Sewage

Sewage is defined as the liquid and solid waste that is excreted by a community and is produced by factories, industries, street and yard washings, and houses. It smells bad and looks like dirty water. Sewage contains 99.9% waste and 0.1% partially organic, partially inorganic, and partially suspended particles.

Sullage: Waste water that is free of human waste. It is produced by everyday tasks like doing laundry, cleaning dishes, and taking a shower, and it may be recycled on site for things like landscape irrigation and artificial wetlands.

Sludge: Sludge is the leftover, semi-solid substance from sewage or industrial waste water treatment procedures.
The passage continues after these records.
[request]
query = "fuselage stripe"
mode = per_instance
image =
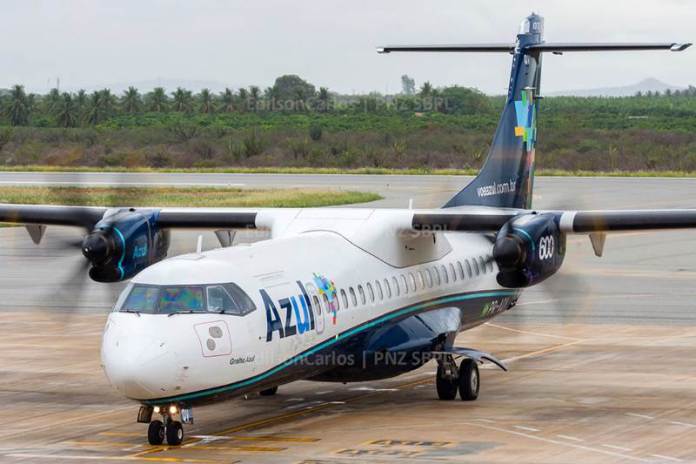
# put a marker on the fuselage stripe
(333, 340)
It can also apply to the settled suspension produced by a variety of industrial processes, including those used to treat drinking water. As a result, it is thick and contains 95% water and 5% other organic substances.

Process of Sewage Decomposition

Nicely learned There are two methods through which organic stuff in sewage decomposes:

• The aerobic process is the most effective way to break down organic stuff. Free dissolved oxygen must be available continuously for the process to work. By the action of bacterial organisms, including protozoa, the organic matter is broken down into simpler components, such as carbon dioxide, water, ammonia, nitrites, nitrates, & sulphate.
• Anaerobic process: This method works best when the sewage is extremely concentrated and contains a lot of particles. Methane, ammonia, carbon dioxide, and water are the final byproducts of the breakdown process. Anaerobic decomposition has slower reactions and a more complicated mechanism than aerobic decomposition.

Modern Sewage Treatment

Modern sewage treatment facilities are built around the biological principles of bacterial aerobic and anaerobic action in sewage purification. Sewage treatment can be separated into two stages:

• Primary treatment
• Secondary treatment

Primary Treatment:

Anaerobic digestion, the initial step in purification, is used in primary treatment to remove the particles from the sewage in part through screening and in part through sedimentation.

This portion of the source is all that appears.